Lieshan Ancient Tombs (列山古墓群; ), located in Nyingchi Prefecture, Tibet Autonomous Region, are a complex of over 200 burial sites dating to the 7th–9th century CE, reflecting the Tibetan Plateau's unique mortuary traditions during the Tubo Kingdom period.

== History ==
Nestled at an elevation of 3,200 meters on the forested slopes of the Nyenchen Tanglha Mountains, the tombs blend into the alpine ecosystem, with their stone-and-earth structures designed to withstand seismic activity and harsh weather.
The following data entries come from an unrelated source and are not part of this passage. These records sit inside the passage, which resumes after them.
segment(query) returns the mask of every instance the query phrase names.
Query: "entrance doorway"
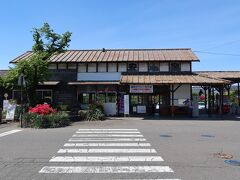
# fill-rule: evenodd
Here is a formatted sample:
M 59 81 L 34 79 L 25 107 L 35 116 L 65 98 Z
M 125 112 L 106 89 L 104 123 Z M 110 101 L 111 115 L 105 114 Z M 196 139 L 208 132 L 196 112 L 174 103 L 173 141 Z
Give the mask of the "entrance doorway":
M 166 114 L 170 94 L 130 94 L 130 113 L 133 115 Z

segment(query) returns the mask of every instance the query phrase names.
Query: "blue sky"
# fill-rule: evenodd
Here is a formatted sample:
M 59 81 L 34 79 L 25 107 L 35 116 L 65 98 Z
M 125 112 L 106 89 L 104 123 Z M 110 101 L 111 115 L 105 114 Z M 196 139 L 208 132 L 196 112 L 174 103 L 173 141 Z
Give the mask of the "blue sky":
M 73 33 L 70 49 L 190 47 L 220 53 L 196 52 L 193 70 L 240 70 L 239 12 L 238 0 L 2 1 L 0 69 L 31 50 L 32 28 L 48 22 Z

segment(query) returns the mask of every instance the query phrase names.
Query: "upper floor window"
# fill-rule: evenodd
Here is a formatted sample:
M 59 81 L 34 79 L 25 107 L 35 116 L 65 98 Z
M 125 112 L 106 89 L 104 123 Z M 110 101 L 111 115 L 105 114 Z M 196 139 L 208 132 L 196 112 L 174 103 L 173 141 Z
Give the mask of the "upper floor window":
M 68 69 L 76 69 L 77 64 L 76 63 L 69 63 L 68 64 Z
M 159 63 L 149 63 L 149 72 L 159 72 Z
M 58 69 L 67 69 L 67 64 L 66 63 L 59 63 L 58 64 Z
M 126 72 L 127 63 L 118 63 L 118 72 Z
M 48 69 L 57 69 L 57 64 L 55 64 L 55 63 L 49 64 Z
M 191 64 L 190 63 L 181 63 L 181 71 L 191 71 Z
M 169 72 L 169 64 L 160 63 L 160 72 Z
M 87 72 L 87 64 L 86 63 L 78 64 L 78 72 L 80 73 Z
M 128 72 L 138 72 L 138 64 L 128 63 Z
M 98 63 L 98 72 L 107 72 L 107 63 Z
M 139 72 L 147 72 L 148 71 L 148 64 L 145 62 L 139 63 Z
M 171 72 L 181 72 L 181 64 L 180 63 L 171 63 L 170 71 Z
M 97 64 L 88 63 L 88 72 L 97 72 Z
M 117 72 L 117 63 L 109 63 L 108 72 Z

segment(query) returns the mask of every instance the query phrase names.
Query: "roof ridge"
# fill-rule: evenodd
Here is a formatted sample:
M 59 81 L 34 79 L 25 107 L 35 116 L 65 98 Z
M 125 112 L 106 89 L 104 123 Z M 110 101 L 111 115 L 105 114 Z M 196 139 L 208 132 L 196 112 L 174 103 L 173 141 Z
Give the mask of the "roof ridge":
M 102 51 L 99 49 L 66 49 L 65 51 Z M 104 48 L 105 51 L 157 51 L 157 50 L 192 50 L 191 48 Z M 31 50 L 26 51 L 33 52 Z

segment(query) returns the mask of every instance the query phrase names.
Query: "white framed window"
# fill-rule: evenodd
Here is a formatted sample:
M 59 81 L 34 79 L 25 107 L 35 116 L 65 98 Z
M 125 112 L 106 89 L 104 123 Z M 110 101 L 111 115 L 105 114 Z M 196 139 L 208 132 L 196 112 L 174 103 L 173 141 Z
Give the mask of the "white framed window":
M 127 63 L 118 63 L 118 72 L 127 72 Z
M 88 72 L 97 72 L 97 64 L 88 63 Z
M 145 62 L 139 63 L 139 72 L 147 72 L 148 71 L 148 64 Z
M 78 64 L 78 72 L 80 73 L 87 72 L 87 64 L 86 63 Z
M 77 64 L 76 63 L 69 63 L 68 64 L 68 69 L 76 69 L 77 68 Z
M 128 63 L 128 72 L 138 72 L 138 63 Z
M 170 71 L 171 72 L 181 72 L 181 64 L 180 63 L 171 63 Z
M 159 72 L 160 66 L 158 62 L 149 63 L 149 72 Z
M 67 64 L 66 63 L 59 63 L 58 64 L 58 69 L 67 69 Z
M 57 69 L 57 64 L 56 63 L 50 63 L 48 65 L 48 69 Z
M 98 72 L 107 72 L 107 63 L 98 63 Z
M 191 64 L 190 63 L 181 63 L 181 71 L 191 71 Z
M 108 72 L 117 72 L 117 63 L 109 63 Z
M 169 71 L 168 63 L 160 63 L 160 71 L 161 72 L 168 72 Z

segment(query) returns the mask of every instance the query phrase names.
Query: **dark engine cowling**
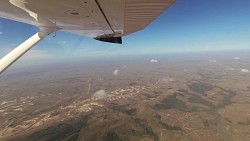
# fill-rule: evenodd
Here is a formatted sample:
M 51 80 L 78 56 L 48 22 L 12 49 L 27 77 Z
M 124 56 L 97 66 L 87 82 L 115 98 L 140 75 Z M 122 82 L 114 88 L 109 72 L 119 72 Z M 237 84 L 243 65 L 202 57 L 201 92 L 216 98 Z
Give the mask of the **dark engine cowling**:
M 96 37 L 98 41 L 122 44 L 122 37 Z

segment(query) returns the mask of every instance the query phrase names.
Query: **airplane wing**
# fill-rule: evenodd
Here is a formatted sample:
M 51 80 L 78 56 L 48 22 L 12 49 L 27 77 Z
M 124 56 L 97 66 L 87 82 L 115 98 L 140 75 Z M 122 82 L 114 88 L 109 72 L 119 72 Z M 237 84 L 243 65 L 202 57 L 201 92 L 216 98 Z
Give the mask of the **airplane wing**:
M 145 28 L 175 0 L 1 0 L 0 17 L 92 38 Z
M 11 57 L 0 60 L 0 73 L 46 35 L 57 30 L 100 41 L 122 43 L 122 36 L 142 30 L 175 0 L 1 0 L 0 17 L 40 28 Z M 12 59 L 11 59 L 12 58 Z M 15 59 L 14 59 L 15 58 Z M 3 70 L 3 62 L 7 63 Z

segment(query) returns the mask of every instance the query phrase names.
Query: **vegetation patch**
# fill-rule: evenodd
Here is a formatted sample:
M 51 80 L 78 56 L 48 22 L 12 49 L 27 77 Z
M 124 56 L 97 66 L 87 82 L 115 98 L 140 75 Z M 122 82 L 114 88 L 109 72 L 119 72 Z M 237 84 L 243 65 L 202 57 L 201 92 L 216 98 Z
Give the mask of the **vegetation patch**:
M 177 94 L 164 98 L 160 104 L 155 104 L 154 109 L 178 109 L 180 111 L 188 111 L 185 102 L 176 98 Z
M 210 127 L 210 126 L 216 126 L 216 122 L 214 120 L 204 120 L 203 122 L 203 125 L 205 127 Z
M 217 105 L 216 108 L 218 108 L 218 109 L 219 108 L 224 108 L 227 105 L 232 104 L 231 98 L 236 95 L 236 93 L 231 91 L 231 90 L 224 90 L 224 91 L 226 92 L 226 94 L 223 94 L 224 95 L 223 101 L 221 101 L 221 103 Z
M 191 103 L 206 105 L 209 108 L 214 108 L 214 105 L 211 102 L 208 102 L 208 101 L 204 100 L 203 98 L 201 98 L 200 96 L 197 96 L 197 95 L 193 95 L 193 96 L 189 97 L 188 101 L 191 102 Z
M 137 111 L 136 108 L 131 108 L 129 109 L 129 104 L 125 104 L 125 105 L 117 105 L 117 104 L 112 104 L 110 106 L 110 109 L 112 109 L 114 112 L 121 112 L 121 113 L 125 113 L 127 115 L 134 115 Z
M 136 108 L 132 108 L 132 109 L 125 110 L 124 112 L 128 115 L 134 115 L 136 111 L 137 111 Z
M 200 93 L 202 95 L 205 95 L 207 91 L 210 91 L 214 88 L 213 85 L 203 83 L 203 82 L 195 82 L 195 83 L 192 83 L 191 85 L 188 85 L 188 87 L 190 90 Z
M 58 141 L 68 138 L 69 136 L 76 134 L 69 141 L 74 141 L 78 138 L 78 134 L 82 127 L 87 126 L 89 117 L 75 121 L 73 123 L 62 123 L 57 126 L 48 127 L 37 132 L 32 133 L 26 138 L 26 141 Z
M 137 85 L 136 82 L 131 82 L 131 83 L 129 83 L 129 86 L 136 86 L 136 85 Z
M 248 119 L 246 122 L 238 122 L 239 125 L 250 125 L 250 120 Z
M 157 95 L 157 94 L 154 94 L 154 95 L 152 95 L 152 94 L 143 94 L 144 96 L 146 96 L 147 97 L 147 99 L 150 99 L 150 98 L 156 98 L 156 97 L 158 97 L 159 95 Z
M 179 126 L 171 126 L 171 125 L 164 123 L 162 121 L 160 121 L 159 123 L 162 126 L 162 128 L 167 129 L 167 130 L 172 130 L 172 131 L 181 131 L 182 130 L 181 127 L 179 127 Z
M 79 134 L 69 136 L 65 141 L 77 141 Z
M 123 141 L 115 132 L 108 132 L 104 137 L 104 141 Z
M 134 129 L 128 130 L 128 132 L 132 136 L 139 136 L 139 137 L 149 136 L 154 141 L 159 140 L 158 135 L 153 131 L 153 129 L 148 125 L 146 121 L 143 121 L 142 119 L 139 118 L 136 118 L 134 121 L 136 125 L 140 128 L 140 130 L 134 130 Z
M 118 104 L 111 104 L 109 106 L 110 109 L 112 109 L 114 112 L 122 112 L 122 113 L 126 113 L 127 111 L 127 107 L 129 106 L 129 104 L 125 104 L 125 105 L 118 105 Z

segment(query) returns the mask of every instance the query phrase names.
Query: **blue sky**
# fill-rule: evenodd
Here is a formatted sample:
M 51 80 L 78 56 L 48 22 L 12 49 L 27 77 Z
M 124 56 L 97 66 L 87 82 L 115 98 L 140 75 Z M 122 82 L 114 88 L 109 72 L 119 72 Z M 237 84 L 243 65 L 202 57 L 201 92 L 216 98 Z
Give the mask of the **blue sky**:
M 31 25 L 0 19 L 0 57 L 37 32 Z M 109 44 L 57 32 L 26 55 L 39 57 L 140 55 L 250 49 L 249 0 L 177 0 L 146 29 Z

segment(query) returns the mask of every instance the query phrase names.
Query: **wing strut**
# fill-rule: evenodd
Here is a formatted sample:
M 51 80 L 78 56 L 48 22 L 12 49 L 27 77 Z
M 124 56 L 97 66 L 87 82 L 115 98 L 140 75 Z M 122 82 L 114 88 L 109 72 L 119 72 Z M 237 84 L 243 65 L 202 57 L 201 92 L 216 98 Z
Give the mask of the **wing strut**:
M 18 58 L 30 50 L 34 45 L 36 45 L 40 40 L 54 32 L 53 28 L 42 28 L 38 33 L 24 41 L 21 45 L 12 50 L 9 54 L 4 56 L 0 60 L 0 74 L 4 72 L 11 64 L 13 64 Z

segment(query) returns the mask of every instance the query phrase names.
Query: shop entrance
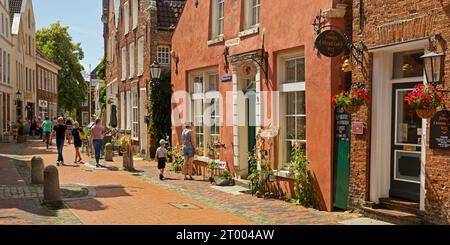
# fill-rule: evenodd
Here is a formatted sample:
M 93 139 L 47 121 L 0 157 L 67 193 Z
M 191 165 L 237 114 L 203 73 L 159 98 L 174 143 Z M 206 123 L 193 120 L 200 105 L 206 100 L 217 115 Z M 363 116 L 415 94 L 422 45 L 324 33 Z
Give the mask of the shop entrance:
M 419 202 L 422 119 L 409 109 L 405 96 L 418 83 L 393 84 L 391 188 L 389 196 Z

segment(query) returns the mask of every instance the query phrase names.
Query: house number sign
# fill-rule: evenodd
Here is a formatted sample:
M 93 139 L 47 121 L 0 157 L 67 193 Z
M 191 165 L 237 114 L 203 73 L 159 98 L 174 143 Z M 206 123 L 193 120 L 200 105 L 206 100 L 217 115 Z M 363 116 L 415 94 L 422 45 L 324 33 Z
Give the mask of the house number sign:
M 322 55 L 336 57 L 344 52 L 346 42 L 339 32 L 326 30 L 316 37 L 315 45 Z

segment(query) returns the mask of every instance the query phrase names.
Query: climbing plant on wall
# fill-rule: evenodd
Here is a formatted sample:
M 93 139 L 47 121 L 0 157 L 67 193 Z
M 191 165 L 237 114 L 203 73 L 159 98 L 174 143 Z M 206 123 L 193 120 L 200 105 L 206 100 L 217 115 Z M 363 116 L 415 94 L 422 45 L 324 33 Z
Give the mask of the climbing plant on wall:
M 171 97 L 172 85 L 170 73 L 162 72 L 158 81 L 150 83 L 150 125 L 149 131 L 152 142 L 159 142 L 171 136 Z M 169 138 L 170 139 L 170 138 Z M 151 154 L 156 151 L 156 144 L 152 144 Z

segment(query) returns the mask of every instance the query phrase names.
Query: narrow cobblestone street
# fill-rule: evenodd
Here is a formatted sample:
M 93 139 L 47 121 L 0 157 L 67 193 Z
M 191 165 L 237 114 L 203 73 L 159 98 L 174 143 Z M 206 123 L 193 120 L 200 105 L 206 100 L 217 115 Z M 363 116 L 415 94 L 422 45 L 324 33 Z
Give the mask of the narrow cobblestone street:
M 66 145 L 68 166 L 59 167 L 61 186 L 92 187 L 94 196 L 65 199 L 66 209 L 39 205 L 42 186 L 30 185 L 29 165 L 41 156 L 46 165 L 56 161 L 56 149 L 37 140 L 24 145 L 1 144 L 0 224 L 340 224 L 381 223 L 356 214 L 320 212 L 274 199 L 239 192 L 240 187 L 219 188 L 197 177 L 184 181 L 167 173 L 157 179 L 155 163 L 135 161 L 138 172 L 99 170 L 84 156 L 84 165 L 71 164 L 73 145 Z M 121 167 L 121 158 L 105 163 Z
Archaeological studies show that builders used slate and granite from the area and put it on tiered platforms to keep the soil from washing away and protect the juniper and rhododendron forests nearby.

The largest tomb measures 35 meters in length and 12 meters in height, featuring a central burial chamber flanked by sacrificial pits containing pottery, iron tools, and horse remains. Excavations in the 1980s uncovered intact wooden coffins sealed with yak leather, indicating advanced preservation techniques adapted to the humid subtropical climate of southeastern Tibet. Notably, the tombs' east-west alignment aligns with ancient Bon religious cosmology, emphasizing harmony between human activity and mountainous terrain.